‘Which is better, health or wealth?’, asks Cardinal Brady, RC Primate of Ireland. Standard and Poor’s (curious name) – the new shadow Government - seem to think otherwise.
Writing in today's Irish Times, Ciaran O'Hagan declares that 'The Prospects for the growth of wealth and income are the chief criteria used by rating agencies.' He was referring to Standard and Poor's downgrading of Ireland's AAA rating this week. And, like the Skibbereen Eagle, they are watching every move the Government will make next Tuesday.
Can anyone tell the exact criteria used by Agencies such as Standard and Poor’s? Some questions are in order:
- Do these ratings adjust for income inequality (recall Wilkinson’s sick societies hypothesis)?
- Do these ratings adjust for income sustainability (what was S&P saying before the bubble burst?)
- Who gets to set these ratings?
- Who rates the raters anyway?
It is worth citing what S&P themselves say about their ratings:
A Matter Of Opinion
“Standard & Poor’s ratings opinions are based on analysis by experienced professionals who evaluate and interpret information received from issuers and other available sources to form a considered opinion.
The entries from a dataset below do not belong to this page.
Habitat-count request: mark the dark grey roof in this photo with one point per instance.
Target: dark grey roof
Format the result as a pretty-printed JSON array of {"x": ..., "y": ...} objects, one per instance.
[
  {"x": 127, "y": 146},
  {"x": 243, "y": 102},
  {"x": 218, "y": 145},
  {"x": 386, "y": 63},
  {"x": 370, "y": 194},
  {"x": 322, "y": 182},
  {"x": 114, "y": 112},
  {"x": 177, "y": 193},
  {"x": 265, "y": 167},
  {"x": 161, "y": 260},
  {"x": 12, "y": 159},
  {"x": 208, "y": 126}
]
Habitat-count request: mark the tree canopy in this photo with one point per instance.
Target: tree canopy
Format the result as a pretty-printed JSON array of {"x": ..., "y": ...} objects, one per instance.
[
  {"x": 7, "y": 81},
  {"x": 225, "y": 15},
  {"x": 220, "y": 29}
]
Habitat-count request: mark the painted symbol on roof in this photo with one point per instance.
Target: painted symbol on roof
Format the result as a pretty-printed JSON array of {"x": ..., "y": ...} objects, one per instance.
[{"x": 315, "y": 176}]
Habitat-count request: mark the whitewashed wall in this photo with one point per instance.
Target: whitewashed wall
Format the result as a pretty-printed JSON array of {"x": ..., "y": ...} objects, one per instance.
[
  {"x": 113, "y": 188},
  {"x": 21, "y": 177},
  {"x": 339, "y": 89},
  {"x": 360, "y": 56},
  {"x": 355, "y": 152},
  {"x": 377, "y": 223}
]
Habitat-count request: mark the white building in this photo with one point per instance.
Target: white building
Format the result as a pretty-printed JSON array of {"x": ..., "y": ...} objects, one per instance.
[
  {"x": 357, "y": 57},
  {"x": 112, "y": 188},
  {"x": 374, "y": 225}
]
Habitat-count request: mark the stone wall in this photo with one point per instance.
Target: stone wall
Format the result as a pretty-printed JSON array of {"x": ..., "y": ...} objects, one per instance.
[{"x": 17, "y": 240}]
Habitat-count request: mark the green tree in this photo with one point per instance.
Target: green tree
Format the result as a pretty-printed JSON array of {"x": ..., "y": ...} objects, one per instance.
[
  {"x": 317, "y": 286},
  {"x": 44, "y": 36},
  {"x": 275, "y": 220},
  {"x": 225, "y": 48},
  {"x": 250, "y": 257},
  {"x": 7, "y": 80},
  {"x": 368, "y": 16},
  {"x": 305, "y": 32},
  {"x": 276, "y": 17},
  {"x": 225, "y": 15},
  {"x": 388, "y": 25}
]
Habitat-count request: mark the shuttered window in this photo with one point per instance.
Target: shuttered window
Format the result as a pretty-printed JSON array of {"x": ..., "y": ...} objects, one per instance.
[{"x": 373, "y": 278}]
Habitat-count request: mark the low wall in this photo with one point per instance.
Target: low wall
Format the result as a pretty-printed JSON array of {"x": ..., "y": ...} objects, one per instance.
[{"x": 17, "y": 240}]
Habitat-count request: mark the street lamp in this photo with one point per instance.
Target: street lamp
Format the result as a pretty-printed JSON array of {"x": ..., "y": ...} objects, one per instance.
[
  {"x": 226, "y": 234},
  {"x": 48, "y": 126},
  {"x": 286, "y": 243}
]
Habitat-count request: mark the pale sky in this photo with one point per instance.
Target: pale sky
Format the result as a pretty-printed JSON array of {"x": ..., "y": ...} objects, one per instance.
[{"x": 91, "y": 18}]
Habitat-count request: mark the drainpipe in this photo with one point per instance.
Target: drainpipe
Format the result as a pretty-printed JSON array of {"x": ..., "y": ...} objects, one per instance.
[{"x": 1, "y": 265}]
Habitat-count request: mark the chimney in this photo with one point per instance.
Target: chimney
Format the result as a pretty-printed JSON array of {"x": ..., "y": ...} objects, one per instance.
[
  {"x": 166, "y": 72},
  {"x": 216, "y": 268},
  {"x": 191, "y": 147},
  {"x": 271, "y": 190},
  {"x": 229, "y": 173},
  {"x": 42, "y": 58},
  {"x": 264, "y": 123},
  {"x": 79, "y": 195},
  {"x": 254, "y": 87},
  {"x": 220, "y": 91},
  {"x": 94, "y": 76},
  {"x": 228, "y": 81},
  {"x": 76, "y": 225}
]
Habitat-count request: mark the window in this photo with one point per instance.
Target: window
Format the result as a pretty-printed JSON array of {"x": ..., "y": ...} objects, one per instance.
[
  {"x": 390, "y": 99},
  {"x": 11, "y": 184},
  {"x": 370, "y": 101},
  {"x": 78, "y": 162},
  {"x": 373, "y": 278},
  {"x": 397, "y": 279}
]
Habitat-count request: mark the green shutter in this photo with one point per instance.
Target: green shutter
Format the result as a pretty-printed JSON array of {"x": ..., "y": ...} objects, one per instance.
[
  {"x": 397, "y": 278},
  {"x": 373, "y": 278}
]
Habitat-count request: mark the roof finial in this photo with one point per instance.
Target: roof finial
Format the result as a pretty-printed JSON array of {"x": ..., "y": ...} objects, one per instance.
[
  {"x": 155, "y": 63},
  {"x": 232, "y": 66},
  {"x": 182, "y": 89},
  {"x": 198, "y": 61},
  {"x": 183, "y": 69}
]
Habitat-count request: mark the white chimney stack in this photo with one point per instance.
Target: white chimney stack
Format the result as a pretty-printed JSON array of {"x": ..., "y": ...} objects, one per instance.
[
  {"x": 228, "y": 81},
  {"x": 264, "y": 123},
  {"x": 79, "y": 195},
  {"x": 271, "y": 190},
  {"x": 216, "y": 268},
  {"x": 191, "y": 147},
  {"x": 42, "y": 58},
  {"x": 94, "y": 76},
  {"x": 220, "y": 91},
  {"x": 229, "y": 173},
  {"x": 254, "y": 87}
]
Unlike other types of opinions, such as, for example, those provided by doctors or lawyers, these ratings opinions are not intended to be a prognosis or recommendation. Instead, they are primarily intended to provide investors and market participants with information about the relative credit risk of issuers and individual debt issues that the agency rates.Standard & Poor’s credit ratings opinions are also disseminated broadly and free of charge to recipients all over the world."